Era de suponer. Es que ser Reina por un día… a cualquiera puede gustarle; serlo todos los días… es otro cantar. Si imaginamos cómo viviríamos un solo día de nuestra vida, si solo fuese uno… Seguramente valoraríamos cada detalle. Tener manos no es ninguna tontería; y el matutino café con leche calentito, que se toma charlando con la mujer o con el amigo; y ese árbol; y el beso de un hijo o de un padre, y…

Tengo la suerte de conservar la entrevista que hicieron en la radio a Javier Mahillo —de estudiantes, éramos compañeros en la Facultad de Filosofía—, padre de cuatro niños. La entrevista se la hacen a propósito del cáncer que padecía: los médicos le dieron seis meses de vida, y se cumplió el pronóstico. Es el testimonio de alguien que redescubre el valor de lo dado:

«Sí, pero cuando no tienes la cuenta del tiempo que te queda, se te va más; o sea, un estudiante que dice: “Bueno… el examen será un día del mes, no sé cuándo; bueno, pues ya iremos estudiando…” Pero cuando dicen: “es pasado mañana”, ya controla el tiempo y dice: “me quedan dos mañanas y dos tardes, y tantas horas, y tal”; y entonces aprovecha más.

»Como a mí el tiempo ya me escasea, lo estoy aprovechando más que antes —también porque me he quitado el dolor, ¡desde luego!—, pero lo estoy disfrutando porque… no sabes, Víctor, la diferencia entre vivir pensando que la vida es muy larga —vete a saber qué es lo que me pasará, vete ahorrando para el futuro…—, y vivir sabiendo que me quedan seis meses, y que tengo ya un pie en el cielo, y que tengo un billete ya y que está a mi nombre y que no lo voy a cambiar con nadie. (…)

»Disfruto de la primavera tan bonita que tenemos en Mallorca. Y después el café con leche, y la tostada de mantequilla, y disfruto de mis hijos como nunca he disfrutado.

»—¿Las cosas cotidianas adquieren un nuevo sentido? —pregunta el periodista.

»—Una maravilla; si echáramos cuenta, al cabo del día descubriríamos que hay cincuenta, sesenta, ochenta ocasiones en las que es para decir: ¡Qué gustazo!, ¡qué bien me lo estoy pasando! Lo que pasa es que normalmente las dejamos pasar, porque nos quedamos solamente en lo malo: “es que luego tengo una reunión, es que mañana tengo un examen, es que mi hijo no sé qué…”, y entonces lo malo nos oculta lo bueno. Pero momentos buenos del día… ¡tenemos cincuentamil!»
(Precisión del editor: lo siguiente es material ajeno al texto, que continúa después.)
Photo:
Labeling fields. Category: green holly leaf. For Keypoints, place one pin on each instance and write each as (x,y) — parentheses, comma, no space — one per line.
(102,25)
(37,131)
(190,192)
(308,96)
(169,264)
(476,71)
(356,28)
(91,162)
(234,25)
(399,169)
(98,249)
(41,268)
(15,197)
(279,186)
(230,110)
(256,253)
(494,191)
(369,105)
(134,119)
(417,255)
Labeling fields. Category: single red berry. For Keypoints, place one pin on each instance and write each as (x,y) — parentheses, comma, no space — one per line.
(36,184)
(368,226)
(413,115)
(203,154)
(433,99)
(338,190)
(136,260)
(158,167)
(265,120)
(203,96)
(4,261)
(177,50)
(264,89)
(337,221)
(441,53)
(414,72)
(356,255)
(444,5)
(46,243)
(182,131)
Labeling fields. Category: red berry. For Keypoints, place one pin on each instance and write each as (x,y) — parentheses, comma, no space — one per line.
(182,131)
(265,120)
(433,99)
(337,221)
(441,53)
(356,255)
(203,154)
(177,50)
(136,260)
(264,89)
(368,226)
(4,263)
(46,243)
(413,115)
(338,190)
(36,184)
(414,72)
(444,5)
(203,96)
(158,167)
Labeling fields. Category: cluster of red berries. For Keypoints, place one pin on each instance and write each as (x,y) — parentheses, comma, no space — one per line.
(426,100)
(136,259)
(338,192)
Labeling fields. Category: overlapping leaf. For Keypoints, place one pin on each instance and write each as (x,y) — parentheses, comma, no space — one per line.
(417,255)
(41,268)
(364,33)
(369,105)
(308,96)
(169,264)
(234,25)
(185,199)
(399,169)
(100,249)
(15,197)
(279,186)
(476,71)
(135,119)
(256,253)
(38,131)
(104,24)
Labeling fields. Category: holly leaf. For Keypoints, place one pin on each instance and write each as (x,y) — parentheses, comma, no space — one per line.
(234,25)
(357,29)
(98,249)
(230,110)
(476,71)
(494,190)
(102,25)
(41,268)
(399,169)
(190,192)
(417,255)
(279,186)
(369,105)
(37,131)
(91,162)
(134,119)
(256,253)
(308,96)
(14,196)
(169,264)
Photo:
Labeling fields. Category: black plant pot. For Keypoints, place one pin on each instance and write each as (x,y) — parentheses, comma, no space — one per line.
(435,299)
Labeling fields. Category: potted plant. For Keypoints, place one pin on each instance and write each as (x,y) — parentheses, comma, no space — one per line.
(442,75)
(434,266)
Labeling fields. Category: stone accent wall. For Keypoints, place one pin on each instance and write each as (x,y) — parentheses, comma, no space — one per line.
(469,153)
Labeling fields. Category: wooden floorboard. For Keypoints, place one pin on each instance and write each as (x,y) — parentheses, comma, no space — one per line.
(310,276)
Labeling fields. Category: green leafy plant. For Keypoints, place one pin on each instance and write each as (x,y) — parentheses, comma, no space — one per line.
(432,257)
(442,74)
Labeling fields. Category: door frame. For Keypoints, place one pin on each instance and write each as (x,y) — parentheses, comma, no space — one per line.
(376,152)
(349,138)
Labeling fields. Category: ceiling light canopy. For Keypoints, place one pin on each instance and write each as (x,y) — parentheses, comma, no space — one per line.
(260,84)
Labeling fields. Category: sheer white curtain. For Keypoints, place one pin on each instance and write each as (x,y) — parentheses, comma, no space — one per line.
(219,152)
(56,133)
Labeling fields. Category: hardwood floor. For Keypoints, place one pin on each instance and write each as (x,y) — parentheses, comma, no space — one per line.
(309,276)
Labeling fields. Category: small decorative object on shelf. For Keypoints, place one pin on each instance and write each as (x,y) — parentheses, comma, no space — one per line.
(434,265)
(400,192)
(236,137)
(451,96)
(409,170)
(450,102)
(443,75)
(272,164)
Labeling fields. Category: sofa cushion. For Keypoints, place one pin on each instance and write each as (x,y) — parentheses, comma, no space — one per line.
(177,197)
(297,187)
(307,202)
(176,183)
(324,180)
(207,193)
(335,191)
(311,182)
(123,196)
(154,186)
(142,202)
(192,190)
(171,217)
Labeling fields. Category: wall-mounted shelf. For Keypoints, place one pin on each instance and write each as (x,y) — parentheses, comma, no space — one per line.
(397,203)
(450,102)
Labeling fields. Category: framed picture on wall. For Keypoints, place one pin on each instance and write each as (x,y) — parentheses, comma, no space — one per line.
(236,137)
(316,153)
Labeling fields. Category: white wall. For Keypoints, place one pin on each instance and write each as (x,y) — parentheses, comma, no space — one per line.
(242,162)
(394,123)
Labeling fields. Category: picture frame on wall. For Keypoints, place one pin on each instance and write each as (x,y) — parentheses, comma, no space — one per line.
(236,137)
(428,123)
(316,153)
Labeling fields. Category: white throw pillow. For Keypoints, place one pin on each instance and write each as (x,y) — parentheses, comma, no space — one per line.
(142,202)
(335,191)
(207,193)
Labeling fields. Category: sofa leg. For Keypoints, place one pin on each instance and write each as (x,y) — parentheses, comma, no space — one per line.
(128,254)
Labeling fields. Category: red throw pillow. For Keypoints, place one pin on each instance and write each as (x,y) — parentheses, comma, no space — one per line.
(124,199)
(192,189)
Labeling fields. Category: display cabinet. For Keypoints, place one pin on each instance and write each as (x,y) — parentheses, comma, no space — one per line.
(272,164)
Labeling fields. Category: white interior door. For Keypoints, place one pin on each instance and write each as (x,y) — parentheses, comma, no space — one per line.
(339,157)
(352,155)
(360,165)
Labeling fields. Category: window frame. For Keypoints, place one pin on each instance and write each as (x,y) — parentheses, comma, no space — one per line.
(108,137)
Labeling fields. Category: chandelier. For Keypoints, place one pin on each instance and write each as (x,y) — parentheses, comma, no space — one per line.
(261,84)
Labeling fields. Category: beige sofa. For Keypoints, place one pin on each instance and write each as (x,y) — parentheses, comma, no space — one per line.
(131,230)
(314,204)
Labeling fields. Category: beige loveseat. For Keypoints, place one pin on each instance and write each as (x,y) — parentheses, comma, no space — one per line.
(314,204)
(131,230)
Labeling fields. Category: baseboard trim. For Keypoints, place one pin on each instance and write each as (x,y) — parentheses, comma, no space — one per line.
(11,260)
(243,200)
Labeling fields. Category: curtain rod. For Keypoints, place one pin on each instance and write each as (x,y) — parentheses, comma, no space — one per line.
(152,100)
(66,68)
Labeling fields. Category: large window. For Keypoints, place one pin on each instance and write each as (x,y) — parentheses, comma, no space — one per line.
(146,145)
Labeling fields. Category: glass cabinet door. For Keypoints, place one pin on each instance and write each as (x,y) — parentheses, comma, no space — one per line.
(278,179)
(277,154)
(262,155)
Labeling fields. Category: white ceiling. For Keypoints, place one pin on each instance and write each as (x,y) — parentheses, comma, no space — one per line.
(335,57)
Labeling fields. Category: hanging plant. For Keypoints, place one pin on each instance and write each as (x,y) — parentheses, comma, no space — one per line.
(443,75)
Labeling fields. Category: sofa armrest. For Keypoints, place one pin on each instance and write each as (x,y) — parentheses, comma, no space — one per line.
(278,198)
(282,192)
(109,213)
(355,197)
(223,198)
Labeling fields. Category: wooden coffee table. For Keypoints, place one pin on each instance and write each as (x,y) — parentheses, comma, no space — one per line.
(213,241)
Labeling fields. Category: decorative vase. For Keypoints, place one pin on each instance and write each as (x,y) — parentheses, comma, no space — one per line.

Acostumbrarnos a lo normal, a lo que es habitual, equivale a maltratarlo.

La enorme capacidad de acostumbramiento que tenemos los hombres adormece el amor. Ante algo que se nos da —pongamos por caso un desayuno, un beso o un saludo, el de esta mañana—, es posible reaccionar pensando: «Es lo que tenía que hacer; ¿qué tiene de especial, si está obligado a comportarse así?; era lo que yo esperaba, pues es lo habitual entre nosotros; ¡sólo faltaba que no me diese un beso…!» Pero también se puede reaccionar de esta otra forma: «¡Qué buena persona, que me ha dado esto! ¡Cuánto me quiere! Pudiendo haber estado en otra cosa, me ha tenido presente… No tenía por qué prepararme el desayuno, pero lo ha hecho porque le ha dado la gana…» Es muy distinto ver las cosas de un modo u otro. La primera reacción deforma, es injusta y nos hace difícil amar; trivializa el don e impide el agradecimiento. Es preciso combatirla.

Aunque lo que se nos da sea muy pequeño, no debemos ser indiferentes. Agradecerlo todo. Tenemos que conseguir no caer en la indiferencia. No podemos acostumbrarnos a lo que nos dan, aunque sea pequeño. ¿Cómo?

Dar importancia a lo pequeño. Darnos cuenta de que hay alguien que, libremente, me da eso. Obligarse a recordar, una y otra vez, un día y otro, ante cada una de las realidades y acontecimientos: «Esto me ha sido dado libremente.»

Ése es el riesgo: olvidarnos de que todo lo hemos recibido. Nos hacemos engreídos y cretinos cuando lo olvidamos.

Gracias, Señor, por todo. Y gracias por el corazón capaz de bondad que has dado a los hombres y mujeres de los que también recibo tanto. Gracias, y no permitas que me haga cretino ni engreído. Gracias por tu resurrección, gracias por la vida nueva que nos das, gracias porque todo nos lo das porque te da la gana, en un acto de tu formidable libertad. Que no me acostumbre a nada. Que disfrute y agradezca las cincuenta mil cosas pequeñas de cada día.

Ahora te toca a ti hablar a Dios con tus palabras, comentándole lo leído o lo que quieras. Date cuenta de que te escucha… ¡como sólo él sabe escuchar!